I see some truth in it, as it gets hotter, those tux's become unbearable


----------



## pointwithinacircle2 (Nov 17, 2015)

I agree that climate change and the decline in membership in Freemasonry are linked.  Not by numbers on a graph, but by a common thinking mistake.  Both ideas are based on the theory that change should not occur, and that if change does occur it needs to be fixed.  Lets examine climate change.  Our best scientists tell us that the Earth has been getting warmer for about 10,000 years.  No one was complaining about Global Warming when the leading edge of the Arctic Glacier was in Indiana. The history of our planet is a story of continuous change.  Suddenly, in the last two decades this has become a "problem" that we need to "fix".  Suddenly I am supposed to panic because I realize that the Earth is still evolving?  Please, give me a break!

Similarly, enrollment in Freemasonry has waxed and waned over the centuries.  I am sure that if there had been a Grand Lodge of Rome in Julius Caesar's day they would have moaned and groaned that fewer and fewer men petitioned for the degrees as the great civilization of Rome fell into decline, never thinking that the decline in petitions might be linked to the changing political fortunes of their country.  Things Evolve - Things Change!

Please forgive me for posting this light-hearted tirade.  "Global Warming" and "The Decline in Masonry" are both pet peeves of mine.  Personally, I think that the declining numbers in Freemasonry may be the best thing that has happened to Masonry in many decades.  Masons are waking up.  Masons are actually looking at the Craft instead of taking it for granted.  Masons are actually saying "How can I help make the Craft better?".   Masons are realizing that "Becoming Better" is an activity that they need to actively engage in!  Wa-Hoo!

4:35 PM - edited for syntax


----------



## GKA (Nov 17, 2015)

I like it, can I extrapulate that Freemasonry has been around as long as climate change?
That would be something


----------



## GKA (Nov 17, 2015)

I see at my lodge that no one is interested in ancient masonic teachings, they see the fraternity as some sort of elite social club, their membership justified by social awarness and philanthropy


----------



## GKA (Nov 17, 2015)

Come on coach, you must have more to share


----------



## coachn (Nov 17, 2015)

GKA said:


> Come on coach, you must have more to share


Yep.  In due time my Brother...

In the meantime, pass the beans, will ya?


----------



## Ressam (Nov 17, 2015)

Climate is changin', Honorable Gentlemen!
This is not a joke!
God is Love. Love cannot judge. But, sth. must stop Humanity which is goin' Wrong Way.
Of course, may be I'm mistaken! But, this "technological way" is just wrong!
Pumpin' oil from The Mother-Earth until it'll be completely finished. It's wrong. Just wrong.
We'll have another -- The Deluge! Mark my words.


----------



## Warrior1256 (Dec 5, 2015)

pointwithinacircle2 said:


> The history of our planet is a story of continuous change. Suddenly, in the last two decades this has become a "problem" that we need to "fix". Suddenly I am supposed to panic because I realize that the Earth is still evolving? Please, give me a break!

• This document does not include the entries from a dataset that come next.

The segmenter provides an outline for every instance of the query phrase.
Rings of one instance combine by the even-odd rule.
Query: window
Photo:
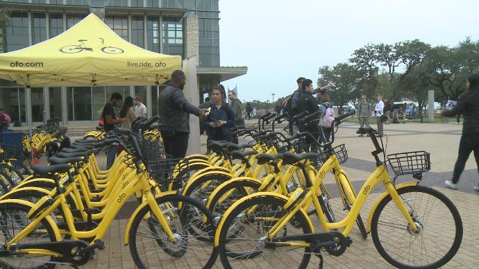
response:
[[[161,6],[167,8],[183,8],[183,0],[162,0]]]
[[[89,6],[90,0],[67,0],[67,5]]]
[[[217,19],[199,19],[200,67],[219,66],[219,24]]]
[[[121,38],[128,41],[128,17],[106,16],[105,23]]]
[[[130,0],[132,7],[143,7],[143,0]]]
[[[63,33],[63,15],[50,14],[50,38]]]
[[[25,88],[0,88],[0,107],[10,116],[12,123],[26,122]]]
[[[144,19],[142,16],[131,17],[131,43],[144,48]]]
[[[42,122],[44,103],[43,98],[43,88],[31,88],[32,98],[32,121]]]
[[[44,13],[32,14],[33,44],[47,40],[47,24]]]
[[[67,29],[69,29],[72,26],[78,23],[83,19],[87,14],[67,14]]]
[[[128,0],[110,0],[106,1],[107,6],[128,6]]]
[[[29,46],[29,43],[27,12],[12,12],[10,25],[6,28],[6,51],[26,48]]]
[[[149,17],[146,20],[146,44],[149,51],[160,52],[160,32],[158,17]]]
[[[69,121],[91,121],[92,87],[67,87]]]
[[[163,53],[183,55],[183,26],[182,18],[163,18]]]
[[[146,7],[148,8],[159,8],[160,1],[158,0],[145,0],[146,1]],[[164,0],[162,0],[164,1]]]
[[[52,87],[48,89],[50,100],[50,119],[62,117],[62,88]]]

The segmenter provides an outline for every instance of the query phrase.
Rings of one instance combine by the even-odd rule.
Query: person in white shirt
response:
[[[383,121],[381,116],[384,114],[384,103],[383,102],[383,94],[378,94],[378,103],[374,106],[374,116],[376,116],[376,123],[378,124],[378,132],[379,132],[379,137],[382,137],[384,134],[383,132]]]
[[[146,116],[146,106],[142,103],[142,98],[135,97],[135,112],[138,116]]]

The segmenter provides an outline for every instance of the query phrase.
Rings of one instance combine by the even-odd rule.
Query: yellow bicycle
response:
[[[380,159],[383,150],[377,132],[364,128],[359,132],[371,136],[376,147],[372,154],[376,169],[360,189],[346,216],[329,223],[323,213],[318,189],[327,173],[326,167],[315,175],[309,162],[317,155],[284,153],[283,164],[294,164],[305,175],[304,189],[298,188],[287,196],[253,193],[239,199],[225,212],[215,238],[225,268],[264,267],[271,262],[305,268],[312,255],[319,257],[322,265],[321,250],[335,256],[342,254],[352,243],[348,235],[360,211],[378,184],[386,191],[371,209],[367,229],[378,252],[388,263],[401,268],[437,268],[453,258],[463,232],[461,217],[453,202],[439,191],[417,182],[395,184]],[[334,162],[334,158],[332,155],[328,162]],[[429,154],[425,152],[399,154],[389,161],[396,174],[411,174],[418,180],[430,169]],[[321,232],[315,232],[306,213],[311,206],[316,210]],[[444,230],[447,235],[442,234]]]

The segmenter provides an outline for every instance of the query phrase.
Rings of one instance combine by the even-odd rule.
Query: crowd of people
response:
[[[158,98],[158,114],[162,126],[160,131],[166,153],[171,155],[173,158],[185,157],[190,136],[190,114],[200,117],[201,127],[207,132],[208,141],[221,140],[237,143],[237,137],[231,135],[231,130],[235,128],[244,126],[244,119],[242,116],[244,108],[246,116],[250,119],[250,104],[246,103],[246,107],[244,107],[235,92],[230,92],[227,94],[224,87],[219,85],[212,89],[209,98],[201,106],[196,107],[185,98],[183,89],[185,83],[185,73],[179,70],[174,71],[170,83],[162,91]],[[283,110],[288,112],[289,120],[292,116],[305,111],[310,114],[318,112],[317,121],[312,121],[305,126],[292,124],[290,131],[309,132],[313,137],[308,139],[314,139],[317,141],[321,141],[319,139],[319,135],[322,132],[326,139],[328,140],[332,130],[330,125],[328,125],[328,119],[326,117],[330,116],[328,113],[333,111],[334,107],[326,89],[333,86],[333,83],[330,82],[326,86],[313,89],[312,80],[301,77],[296,80],[296,83],[298,89],[286,99],[283,103]],[[464,117],[462,136],[453,175],[451,180],[445,182],[446,185],[451,189],[457,189],[459,177],[464,171],[466,161],[471,153],[474,153],[476,161],[479,166],[479,74],[473,73],[468,76],[467,87],[467,91],[461,95],[453,109],[437,113],[439,116],[453,116],[461,114]],[[314,94],[316,96],[314,96]],[[230,103],[226,101],[226,96]],[[103,107],[101,119],[107,132],[117,125],[129,128],[131,126],[131,122],[137,117],[146,115],[146,108],[142,103],[141,98],[137,96],[133,99],[128,96],[125,98],[123,107],[117,117],[114,107],[118,105],[122,99],[121,94],[114,93]],[[367,96],[361,96],[356,111],[360,127],[369,126],[370,117],[376,117],[378,136],[380,137],[384,135],[383,122],[387,124],[390,121],[395,121],[396,117],[398,120],[402,119],[404,122],[405,109],[401,106],[395,112],[390,101],[387,99],[383,101],[381,94],[377,94],[376,101],[375,104],[371,104]],[[207,111],[209,112],[207,113]],[[0,109],[0,124],[5,124],[9,121],[8,119],[8,115],[3,113],[3,110]],[[320,132],[319,128],[321,128],[323,132]],[[315,143],[309,141],[306,144],[309,146],[305,150],[317,151],[317,145]],[[108,151],[108,168],[112,164],[116,153],[115,148]],[[475,186],[474,189],[479,191],[479,186]]]

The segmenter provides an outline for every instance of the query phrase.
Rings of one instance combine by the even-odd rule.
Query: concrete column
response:
[[[43,122],[46,123],[47,120],[50,119],[50,96],[47,86],[43,87],[43,111],[45,112],[43,115]]]
[[[146,116],[151,118],[153,116],[151,112],[151,106],[153,105],[153,101],[151,100],[151,87],[146,85]]]
[[[428,91],[428,120],[434,122],[434,91]]]
[[[196,57],[192,57],[183,61],[183,71],[187,78],[185,88],[183,90],[185,96],[192,104],[199,105],[199,92],[198,91],[198,81],[196,79]],[[194,115],[190,115],[190,139],[188,140],[188,150],[186,155],[199,153],[201,150],[199,118]]]
[[[67,100],[67,86],[62,86],[62,121],[63,125],[68,122],[68,100]]]
[[[26,125],[32,126],[32,89],[25,87],[25,106],[26,107]]]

Global Warming is one of the biggest cons to hit the planet. People have made millions on this hoax including the main face of the movement, Al Gore.


----------



## Warrior1256 (Dec 5, 2015)

coachn said:


> Yep. In due time my Brother...
> 
> In the meantime, pass the beans, will ya?


coachn strikes again, lol.


----------



## coachn (Dec 5, 2015)

Warrior1256 said:


> coachn strikes again, lol.


shhhhh... eat your beans,,,


----------



## Angler (Dec 5, 2015)




----------



## GKA (Dec 7, 2015)

I knew that NAFTA was a bad idea


----------



## Warrior1256 (Dec 21, 2015)

GKA said:


> I knew that NAFTA was a bad idea


It could be the death blow to Masonry, lol.


----------